Auch die anderen Figuren sind brillant – der schon genannte Jupiter North, die Bewohner des Hotel Deucalions (eine Magnifikatze, ein Vampirzwerg, und zahlreiche extravagante Leute, die der Wundersamen Gesellschaft angehören), Jupiters unnahbarer Neffe Jack, Morrigans Freund Hawthorne, der Drachenreiter, Cadence, ein Mädchen, an das sich nur Morrigan erinnern kann, und natürlich der Wunderschmied.
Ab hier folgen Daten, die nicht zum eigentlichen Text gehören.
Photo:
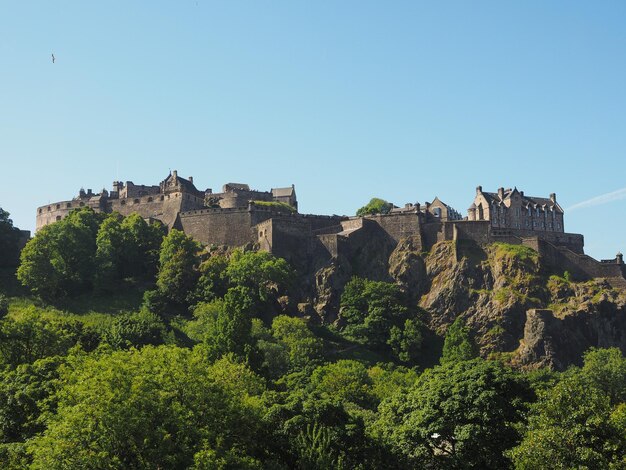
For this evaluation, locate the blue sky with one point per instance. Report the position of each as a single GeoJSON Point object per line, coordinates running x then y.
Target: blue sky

Jeder einzelne von ihnen sticht heraus, hat einen Wiedererkennungswert und ist auf seine Art sympathisch – oder eben nicht. Sie sind lebendig, nicht immer einfach, und sie alle machen ihre eigenen Fehler, erleben ihre eigenen Abenteuer.
Trotz der ernstlichen Handlung – schließlich hängt Morrigans Leben von ihren Prüfungen ab! – enthält das Buch viel Humor und lustige Details, wie der Kesselladen Cauldrons“R”Us, die Rivalitäten der Anhänger die Julkönigin und des Heiligen Nikolaus, und die zahlreichen Eigenheiten des Hotel Deucalion.
Der Schreibstil ist auf kurzweilig, jedoch gemütlich, der Ton humor- und liebevoll. Alles in allem ist es ein hervorragend spannendes Buch, dabei jedoch beruhigend und detailverliebt. Wie alle guten Kinderbücher, ist es ein wunderbares Abenteuer für Leser jeden Alters.